Obviamente, Netanyahu também busca oportunidade de negócios no Brasil. O país, com seus mais de 200 milhões de consumidores, é uma oportunidade e tanto. Não se sabe o quanto Netanyahu sabe sobre as entranhas da crise econômica nacional. Mas, certamente, enxerga uma das 10 maiores economias do mundo como possível importadora da tecnologia israelenses (incluindo tecnologia militar).
Empresários entendem a relevância do relacionamento com o Brasil. Mas, para a maioria dos israelenses, no entanto, não parece clara a importância da viagem. O Brasil ainda é visto, por aqui, apenas como um destino exótico para jovens pós-serviço militar. Justamente há alguns dias, o Rio de Janeiro foi a estrela do programa “Passeio depois do exército” do canal de TV Kann 11. As belezas do Rio – mulheres na praia e escolas de samba – foram apresentadas lado a lado dos perigos – favelas, traficantes e drogados.
Na imprensa israelense, a viagem de Netanyahu para a posse de Bolsonaro ainda não recebeu análises mais profundas ou criou manchetes (a não ser uma entrevista com Bolsonaro no jornal Israel Hoje, pró-Netanyahu).
Oposicionistas não perderam a oportunidade de criticar a viagem de seis dias ao Brasil.
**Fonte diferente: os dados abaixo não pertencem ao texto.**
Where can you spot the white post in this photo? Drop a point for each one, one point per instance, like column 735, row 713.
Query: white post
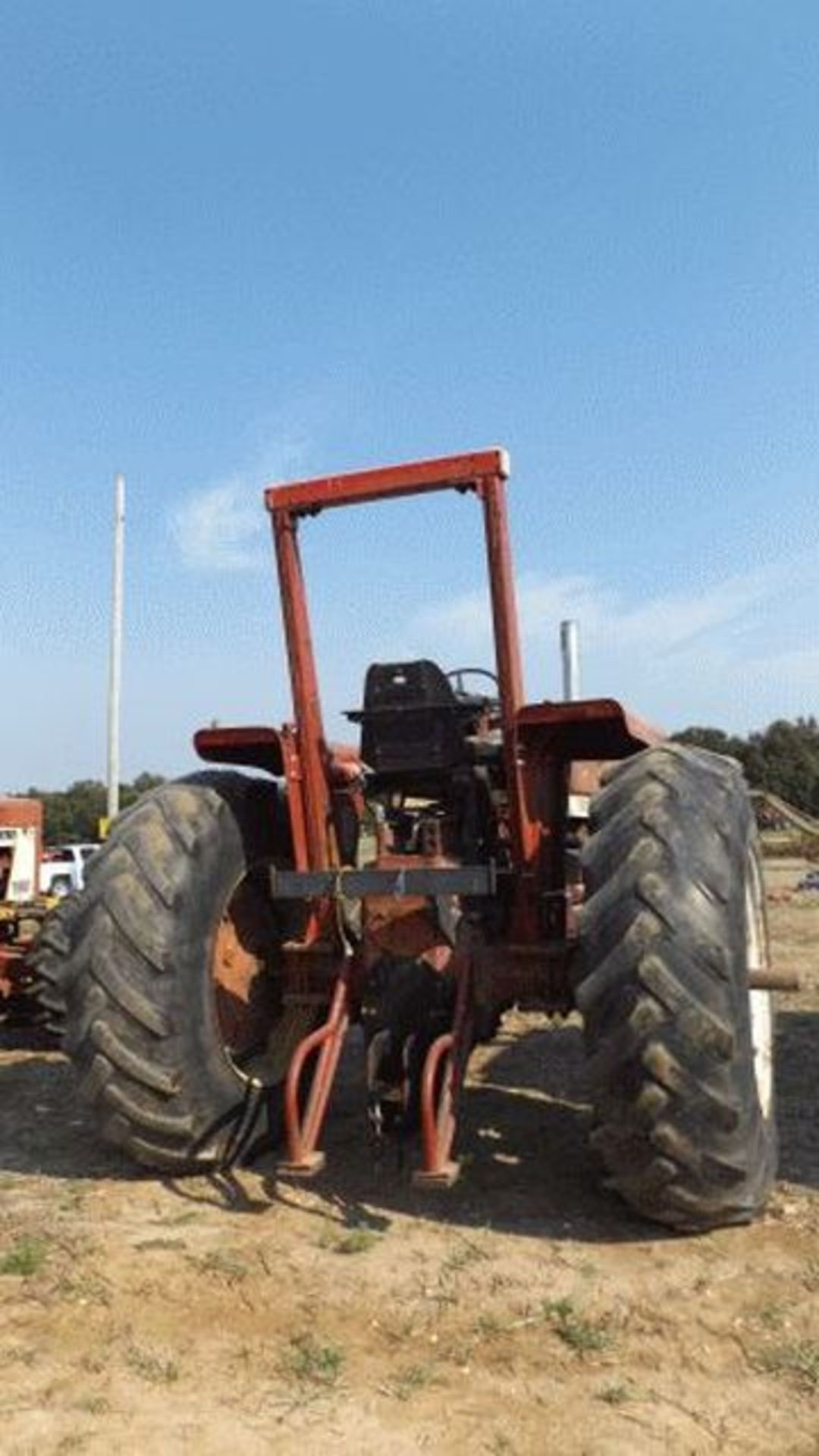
column 115, row 664
column 570, row 653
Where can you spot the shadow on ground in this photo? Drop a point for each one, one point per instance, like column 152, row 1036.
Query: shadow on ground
column 523, row 1144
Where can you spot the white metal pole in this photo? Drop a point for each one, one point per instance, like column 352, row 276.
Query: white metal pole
column 115, row 664
column 570, row 653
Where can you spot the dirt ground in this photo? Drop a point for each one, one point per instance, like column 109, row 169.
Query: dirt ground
column 522, row 1312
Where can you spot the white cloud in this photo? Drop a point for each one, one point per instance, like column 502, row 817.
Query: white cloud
column 221, row 528
column 739, row 651
column 664, row 623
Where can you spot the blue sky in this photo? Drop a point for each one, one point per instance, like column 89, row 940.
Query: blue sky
column 267, row 240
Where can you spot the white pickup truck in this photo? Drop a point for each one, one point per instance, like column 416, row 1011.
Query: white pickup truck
column 61, row 868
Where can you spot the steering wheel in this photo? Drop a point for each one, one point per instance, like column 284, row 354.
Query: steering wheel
column 460, row 673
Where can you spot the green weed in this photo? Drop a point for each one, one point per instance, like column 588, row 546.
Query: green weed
column 24, row 1258
column 314, row 1363
column 795, row 1359
column 150, row 1366
column 582, row 1335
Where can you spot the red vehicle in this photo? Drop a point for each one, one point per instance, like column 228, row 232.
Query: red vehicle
column 419, row 884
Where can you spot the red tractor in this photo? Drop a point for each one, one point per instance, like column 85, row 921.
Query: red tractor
column 420, row 886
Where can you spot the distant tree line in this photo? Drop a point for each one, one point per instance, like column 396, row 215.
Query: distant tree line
column 783, row 759
column 74, row 813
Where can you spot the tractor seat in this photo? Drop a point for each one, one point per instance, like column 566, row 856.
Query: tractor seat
column 413, row 721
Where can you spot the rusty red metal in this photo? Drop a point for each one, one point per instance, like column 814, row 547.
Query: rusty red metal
column 550, row 752
column 257, row 747
column 357, row 487
column 442, row 1081
column 303, row 1130
column 592, row 728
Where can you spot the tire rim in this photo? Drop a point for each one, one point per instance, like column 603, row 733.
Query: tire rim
column 760, row 1002
column 260, row 1028
column 245, row 984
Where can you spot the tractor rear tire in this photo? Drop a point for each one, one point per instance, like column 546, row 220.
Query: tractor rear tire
column 145, row 1021
column 679, row 1049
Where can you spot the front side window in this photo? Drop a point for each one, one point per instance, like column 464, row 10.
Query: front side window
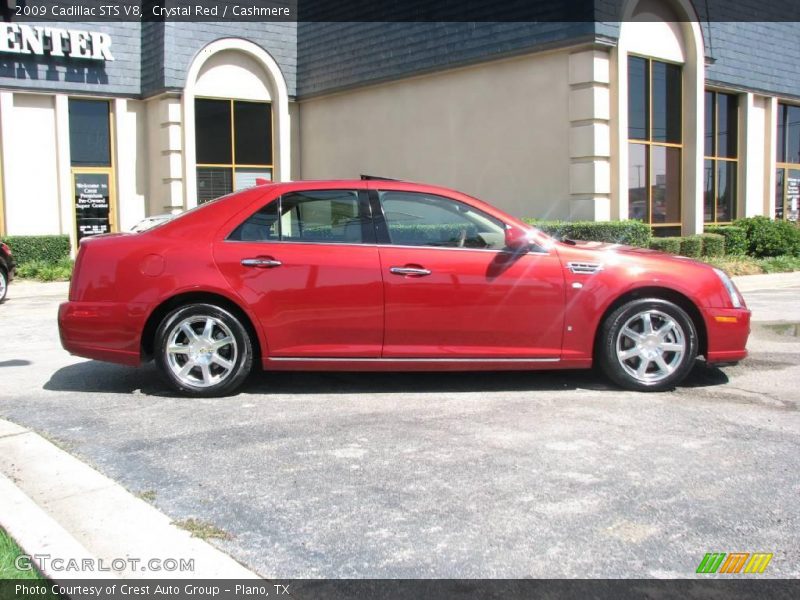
column 327, row 216
column 415, row 219
column 654, row 141
column 233, row 144
column 787, row 190
column 721, row 157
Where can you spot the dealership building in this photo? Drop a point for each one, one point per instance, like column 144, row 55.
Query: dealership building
column 657, row 112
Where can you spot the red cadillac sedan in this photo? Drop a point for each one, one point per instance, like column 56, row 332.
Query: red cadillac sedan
column 391, row 276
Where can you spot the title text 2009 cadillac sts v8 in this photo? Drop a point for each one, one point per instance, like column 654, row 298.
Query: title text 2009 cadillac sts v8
column 394, row 276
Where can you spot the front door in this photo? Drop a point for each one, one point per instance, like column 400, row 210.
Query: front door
column 307, row 265
column 452, row 290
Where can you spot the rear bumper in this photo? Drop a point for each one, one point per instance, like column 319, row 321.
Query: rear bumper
column 728, row 330
column 106, row 331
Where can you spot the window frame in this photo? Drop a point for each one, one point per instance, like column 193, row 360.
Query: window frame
column 649, row 142
column 233, row 165
column 715, row 157
column 782, row 138
column 368, row 235
column 109, row 170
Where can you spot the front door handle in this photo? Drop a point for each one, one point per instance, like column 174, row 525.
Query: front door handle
column 413, row 271
column 261, row 262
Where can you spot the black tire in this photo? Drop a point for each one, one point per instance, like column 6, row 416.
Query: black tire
column 219, row 367
column 621, row 358
column 3, row 284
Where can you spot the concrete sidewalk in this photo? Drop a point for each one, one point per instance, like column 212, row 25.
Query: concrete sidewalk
column 53, row 504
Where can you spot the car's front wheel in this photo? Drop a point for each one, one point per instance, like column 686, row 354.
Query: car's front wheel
column 203, row 350
column 648, row 345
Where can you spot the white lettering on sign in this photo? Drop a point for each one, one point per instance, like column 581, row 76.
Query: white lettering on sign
column 24, row 39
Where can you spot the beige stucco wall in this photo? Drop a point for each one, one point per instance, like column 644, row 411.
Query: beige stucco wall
column 30, row 164
column 499, row 131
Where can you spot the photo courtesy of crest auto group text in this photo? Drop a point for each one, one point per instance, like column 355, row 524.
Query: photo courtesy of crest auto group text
column 367, row 299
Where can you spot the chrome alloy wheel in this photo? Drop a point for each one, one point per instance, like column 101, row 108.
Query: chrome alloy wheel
column 650, row 346
column 201, row 351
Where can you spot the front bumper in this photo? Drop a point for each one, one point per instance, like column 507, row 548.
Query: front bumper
column 728, row 330
column 107, row 331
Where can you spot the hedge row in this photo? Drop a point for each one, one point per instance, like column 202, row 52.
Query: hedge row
column 693, row 246
column 766, row 237
column 735, row 238
column 630, row 233
column 43, row 248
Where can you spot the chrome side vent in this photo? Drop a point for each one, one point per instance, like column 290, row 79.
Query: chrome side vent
column 584, row 268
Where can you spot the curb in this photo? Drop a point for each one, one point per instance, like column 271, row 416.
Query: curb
column 766, row 281
column 53, row 504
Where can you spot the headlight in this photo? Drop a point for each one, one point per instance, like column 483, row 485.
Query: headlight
column 736, row 299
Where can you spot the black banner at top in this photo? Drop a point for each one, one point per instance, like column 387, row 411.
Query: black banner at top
column 390, row 10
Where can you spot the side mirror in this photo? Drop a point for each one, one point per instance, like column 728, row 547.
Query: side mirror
column 517, row 239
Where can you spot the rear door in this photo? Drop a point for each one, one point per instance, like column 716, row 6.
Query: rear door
column 307, row 265
column 453, row 291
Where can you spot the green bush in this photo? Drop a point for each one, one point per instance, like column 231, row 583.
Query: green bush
column 692, row 246
column 44, row 270
column 735, row 238
column 44, row 248
column 713, row 244
column 766, row 237
column 780, row 264
column 630, row 233
column 667, row 244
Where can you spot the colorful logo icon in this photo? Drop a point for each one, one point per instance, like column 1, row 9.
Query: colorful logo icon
column 734, row 562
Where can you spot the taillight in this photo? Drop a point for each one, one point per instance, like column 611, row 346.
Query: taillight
column 73, row 283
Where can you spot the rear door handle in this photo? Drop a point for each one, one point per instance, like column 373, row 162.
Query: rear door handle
column 261, row 263
column 415, row 271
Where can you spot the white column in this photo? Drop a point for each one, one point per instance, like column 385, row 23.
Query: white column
column 6, row 106
column 590, row 136
column 753, row 165
column 693, row 141
column 770, row 155
column 64, row 166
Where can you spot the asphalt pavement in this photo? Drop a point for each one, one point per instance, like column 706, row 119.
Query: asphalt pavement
column 442, row 475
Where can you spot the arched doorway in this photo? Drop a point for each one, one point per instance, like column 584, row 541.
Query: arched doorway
column 236, row 114
column 659, row 135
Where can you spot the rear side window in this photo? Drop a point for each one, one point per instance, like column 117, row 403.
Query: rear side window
column 416, row 219
column 327, row 216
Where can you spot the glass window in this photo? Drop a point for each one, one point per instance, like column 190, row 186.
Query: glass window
column 710, row 119
column 638, row 98
column 260, row 227
column 415, row 219
column 213, row 182
column 792, row 125
column 666, row 102
column 787, row 190
column 721, row 153
column 330, row 216
column 666, row 184
column 233, row 140
column 654, row 151
column 638, row 205
column 212, row 131
column 89, row 133
column 253, row 133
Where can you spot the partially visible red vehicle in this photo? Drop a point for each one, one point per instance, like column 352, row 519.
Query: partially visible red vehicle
column 7, row 269
column 386, row 275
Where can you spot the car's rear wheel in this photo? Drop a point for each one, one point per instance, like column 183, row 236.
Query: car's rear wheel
column 203, row 350
column 648, row 345
column 3, row 284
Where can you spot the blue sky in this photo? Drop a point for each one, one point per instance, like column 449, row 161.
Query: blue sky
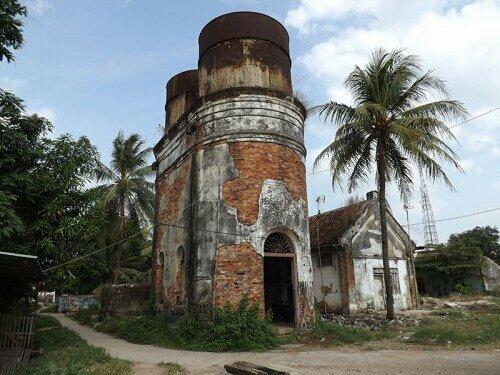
column 97, row 66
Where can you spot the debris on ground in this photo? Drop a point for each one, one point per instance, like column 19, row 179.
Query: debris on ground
column 457, row 301
column 246, row 368
column 370, row 320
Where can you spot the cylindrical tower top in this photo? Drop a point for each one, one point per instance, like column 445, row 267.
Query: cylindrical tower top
column 240, row 25
column 182, row 92
column 244, row 49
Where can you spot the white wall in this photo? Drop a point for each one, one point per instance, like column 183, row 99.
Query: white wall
column 331, row 285
column 363, row 295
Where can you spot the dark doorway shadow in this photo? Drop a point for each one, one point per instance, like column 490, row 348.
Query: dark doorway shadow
column 278, row 289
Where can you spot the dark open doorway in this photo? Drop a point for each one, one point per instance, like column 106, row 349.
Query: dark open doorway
column 278, row 288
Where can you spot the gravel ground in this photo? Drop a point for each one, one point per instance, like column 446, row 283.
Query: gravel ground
column 300, row 362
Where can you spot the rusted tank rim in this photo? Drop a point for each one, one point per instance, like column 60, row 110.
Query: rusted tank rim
column 241, row 25
column 185, row 82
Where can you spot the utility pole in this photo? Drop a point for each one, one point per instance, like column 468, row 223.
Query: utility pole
column 430, row 231
column 319, row 200
column 408, row 207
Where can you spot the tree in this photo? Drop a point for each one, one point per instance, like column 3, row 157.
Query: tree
column 486, row 238
column 11, row 32
column 127, row 192
column 44, row 207
column 390, row 127
column 448, row 268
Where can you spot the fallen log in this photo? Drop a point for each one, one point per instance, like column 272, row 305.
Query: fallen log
column 246, row 368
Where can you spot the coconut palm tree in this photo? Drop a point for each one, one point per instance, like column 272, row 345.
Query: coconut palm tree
column 389, row 127
column 126, row 191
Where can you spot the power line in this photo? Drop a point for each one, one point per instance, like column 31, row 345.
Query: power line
column 462, row 216
column 450, row 127
column 99, row 250
column 210, row 231
column 118, row 242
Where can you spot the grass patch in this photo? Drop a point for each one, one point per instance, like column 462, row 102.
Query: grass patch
column 459, row 328
column 66, row 353
column 226, row 329
column 52, row 308
column 338, row 334
column 173, row 369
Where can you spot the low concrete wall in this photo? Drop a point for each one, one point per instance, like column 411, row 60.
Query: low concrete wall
column 125, row 299
column 69, row 303
column 491, row 274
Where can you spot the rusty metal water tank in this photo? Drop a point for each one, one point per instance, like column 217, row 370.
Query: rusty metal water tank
column 244, row 49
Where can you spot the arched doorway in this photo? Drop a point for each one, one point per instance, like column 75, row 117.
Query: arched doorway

O jornalista Anshel Pfeffer, por exemplo, questionou a ausência de quase uma semana de Bibi depois que o próprio premiê avaliou este momento como “um período sensível” por causa da revelação de quatro (até agora) túneis clandestinos subterrâneos do Hezbollah na fronteira Norte.
“Uma das duas: ou estamos em um período sensível de segurança, que justifica que Netanyahu esteja servindo também como ministro da Defesa, ou não há problema algum e o primeiro-ministro pode estar ausente do país por quase uma semana para ir ao Brasil. Ambas as coisas não podem ser verdadeiras”, escreveu Pfeffer.